20 maio 2007

"há quanto tempo não recebe flores?"

Só uma coisa me entristece
O beijo de amor que não roubei
A jura secreta que não fiz
A briga de amor que não causei
Nada do que posso me alucina
Tanto quanto o que não fiz
Nada do que eu quero me suprime
De que por não saber ainda não quis
Só uma palavra me devora
Aquela que meu coração não diz
Só o que me cega, o que me faz infeliz
É o brilho do olhar que não sofri

jura secreta, canta Simone, escrevem Sueli Costa e Abel Silva.


a semana começara com chico e caetano a gritarem-me, um dia inteiro "é inútil dormir que a dor não passa". sei que não passa, mas a dada altura o cansaço torna quase impossível arrastar as pernas e a cabeça pesada, cada vez mais pesada, apesar de cada passo a tentar esvaziar de quem persisto trazer no coração.

agora durmo e não me lembro sequer se sonhei. a dor com que acordo é igual àquela com que me deito e começo a adiar outra vez a hora de me confiar à cama vasta, por saber que vai ser igual o acordar.
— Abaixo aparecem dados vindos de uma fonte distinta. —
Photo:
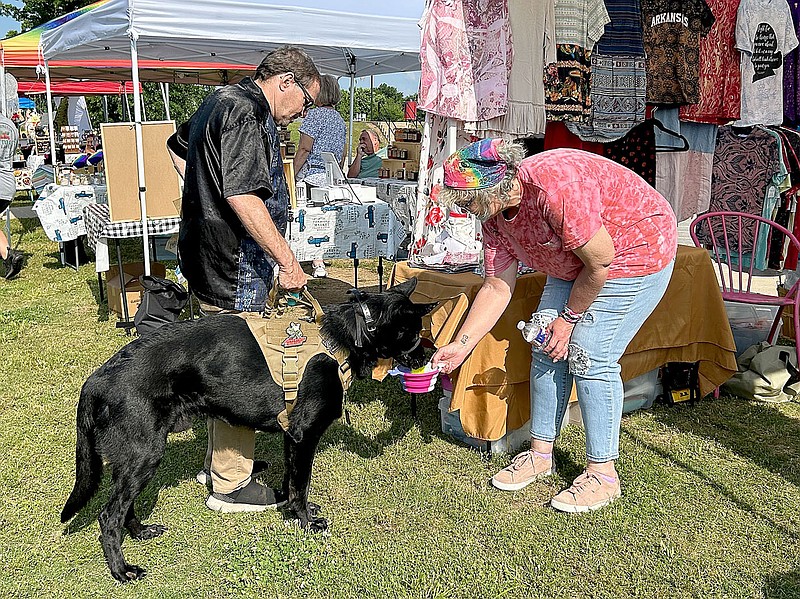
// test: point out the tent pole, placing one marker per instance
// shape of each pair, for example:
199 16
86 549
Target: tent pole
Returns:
352 103
165 95
137 110
3 84
50 124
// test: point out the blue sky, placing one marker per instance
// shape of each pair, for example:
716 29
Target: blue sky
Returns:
407 83
7 24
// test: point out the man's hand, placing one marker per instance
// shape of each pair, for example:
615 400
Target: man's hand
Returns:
450 357
292 277
559 332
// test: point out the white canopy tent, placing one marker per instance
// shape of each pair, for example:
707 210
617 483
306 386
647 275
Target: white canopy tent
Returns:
224 34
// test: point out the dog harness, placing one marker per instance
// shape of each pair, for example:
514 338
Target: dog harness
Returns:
288 340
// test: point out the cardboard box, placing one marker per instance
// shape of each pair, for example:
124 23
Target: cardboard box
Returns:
787 330
133 289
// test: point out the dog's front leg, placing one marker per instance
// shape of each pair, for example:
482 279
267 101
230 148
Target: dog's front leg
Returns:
299 460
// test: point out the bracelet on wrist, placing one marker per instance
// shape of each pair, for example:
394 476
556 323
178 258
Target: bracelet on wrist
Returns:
570 316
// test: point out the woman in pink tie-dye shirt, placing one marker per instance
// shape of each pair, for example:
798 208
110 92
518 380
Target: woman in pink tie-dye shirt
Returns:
606 241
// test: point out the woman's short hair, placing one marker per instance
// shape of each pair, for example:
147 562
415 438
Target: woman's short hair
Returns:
329 92
288 59
479 201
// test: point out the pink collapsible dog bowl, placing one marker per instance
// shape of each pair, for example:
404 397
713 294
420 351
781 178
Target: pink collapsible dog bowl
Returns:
418 382
447 384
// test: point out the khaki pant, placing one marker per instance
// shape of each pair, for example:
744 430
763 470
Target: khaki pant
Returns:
229 456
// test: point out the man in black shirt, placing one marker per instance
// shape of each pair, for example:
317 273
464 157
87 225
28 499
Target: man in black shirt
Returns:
234 213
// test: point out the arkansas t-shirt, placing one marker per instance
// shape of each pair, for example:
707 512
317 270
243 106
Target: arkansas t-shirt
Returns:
567 195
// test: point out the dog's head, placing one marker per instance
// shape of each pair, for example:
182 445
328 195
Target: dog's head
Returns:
379 325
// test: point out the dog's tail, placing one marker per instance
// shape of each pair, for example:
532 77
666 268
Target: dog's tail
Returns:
88 463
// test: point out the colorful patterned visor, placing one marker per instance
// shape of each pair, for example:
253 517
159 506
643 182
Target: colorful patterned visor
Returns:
476 166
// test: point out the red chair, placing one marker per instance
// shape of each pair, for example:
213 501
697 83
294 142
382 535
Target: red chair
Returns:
730 232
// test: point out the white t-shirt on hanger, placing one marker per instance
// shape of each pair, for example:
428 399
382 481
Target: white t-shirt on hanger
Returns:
764 35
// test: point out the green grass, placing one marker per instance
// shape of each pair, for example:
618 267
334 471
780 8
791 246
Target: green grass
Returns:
711 505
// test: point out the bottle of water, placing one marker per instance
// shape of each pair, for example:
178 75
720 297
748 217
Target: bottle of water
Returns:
535 331
535 335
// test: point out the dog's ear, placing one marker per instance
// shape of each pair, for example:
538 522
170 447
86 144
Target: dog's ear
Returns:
406 288
423 309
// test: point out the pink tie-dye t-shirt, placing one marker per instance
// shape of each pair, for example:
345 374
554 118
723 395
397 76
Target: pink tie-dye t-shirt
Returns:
567 195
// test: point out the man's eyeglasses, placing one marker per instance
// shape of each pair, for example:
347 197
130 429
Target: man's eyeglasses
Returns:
308 101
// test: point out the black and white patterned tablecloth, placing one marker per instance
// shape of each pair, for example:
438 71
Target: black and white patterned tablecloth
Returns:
98 225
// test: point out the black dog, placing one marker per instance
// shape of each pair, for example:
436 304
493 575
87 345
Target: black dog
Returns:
214 367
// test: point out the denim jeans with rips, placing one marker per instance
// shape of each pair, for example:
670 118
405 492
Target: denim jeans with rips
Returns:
597 343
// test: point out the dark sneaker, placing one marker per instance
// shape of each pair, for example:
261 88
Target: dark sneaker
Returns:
13 264
252 498
259 466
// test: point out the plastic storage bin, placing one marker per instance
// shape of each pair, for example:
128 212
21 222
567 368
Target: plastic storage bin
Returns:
641 392
451 425
750 324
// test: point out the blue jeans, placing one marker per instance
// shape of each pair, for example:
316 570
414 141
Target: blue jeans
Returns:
601 336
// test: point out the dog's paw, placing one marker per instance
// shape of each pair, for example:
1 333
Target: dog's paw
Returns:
150 532
318 525
130 573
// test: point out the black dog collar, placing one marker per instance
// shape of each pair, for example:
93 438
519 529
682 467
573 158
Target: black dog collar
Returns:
365 324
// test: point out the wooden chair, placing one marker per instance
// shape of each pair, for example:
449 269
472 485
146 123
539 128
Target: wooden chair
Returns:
727 236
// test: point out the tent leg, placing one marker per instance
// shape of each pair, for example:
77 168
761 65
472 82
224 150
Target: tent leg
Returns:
3 87
352 104
50 115
137 109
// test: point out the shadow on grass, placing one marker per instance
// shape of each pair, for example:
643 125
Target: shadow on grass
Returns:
784 585
757 432
175 467
759 451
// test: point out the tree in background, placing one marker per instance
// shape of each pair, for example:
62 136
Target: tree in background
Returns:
387 103
33 13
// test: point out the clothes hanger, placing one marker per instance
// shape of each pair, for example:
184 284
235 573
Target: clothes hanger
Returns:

hoje reguei as flores da varanda, apesar de estar a ameaçar chuva desde manhã. estes dias cinzentos também secam a terra. e "tudo pode acontecer, uma nuvem cheia não chover".

já fez um ano que me disseram que trazia cara de quem falhava flores e amores. hoje trago floridas, na varanda, uma sardinheira rosa garrido e uma gerbera rosa pardo; e a aguentarem-se, apesar da minha distracção e esquecimento, um vaso com salsa, outro com alecrim e com um cacto que mudou de côr. e ontem recolhi uma begónia matizada de laranja de um horto perto do mar, para a confiar a um vaso vermelho sangue. nem nas flores sei ser discreta. mas também já não importa. e como me disseram que a planta precisa de luz, embora não de sol directo, talvez assim traga mais vezes a casa longe da escuridão. há flores que fazem as vezes dos cães que se levam à rua.

relembro umas linhas de almada negreiros sobre uma menina que falava com as flores. e dou comigo a já não falar sozinha, mas às flores que me aturam as mágoas - quando, na manhã, ainda de pijama e descalça, me sento na cadeira de lona da varanda, a dar de beber à sede e quando à noite, já sentada no chão, faço de conta que não mas procuro no céu a estrela que ali subiu e que me protege e me dá um abraço, um abraço, um abraço e manda este frio todo para longe, tão longe que não saiba onde o perdi. e numa hora e noutra, leio às flores versos alheios e cartas minhas. as flores não respondem, mas se não gostassem já tinham morrido. à troca, respigo-lhes as folhas secas e as flores murchas e deito-lhes a água do chá da noite e as borras do café da manhã.

esta manhã decidi que vou a buenos aires, cumprir uma viagem alheia que passará também a ser minha. devo ter quem cá venha regar as flores, enquanto vou ver se encontro quem me sussure "eu quero que você venha comigo", quem roube e me confie amores-perfeitos dos canteiros do jardim do palácio de cristal , urze da beira da estrada e malmequeres dos prados de estremoz, quem tenha sempre fome de mim, quem tenha, à séria, de forma definitiva, mais coragem que medo, para ficar a vida inteira (seja lá isso o que for, dure lá o que durar).


pedro sena-lino "livro de albas, zona de perda".
caetano e chico juntos e ao vivo, "bom conselho".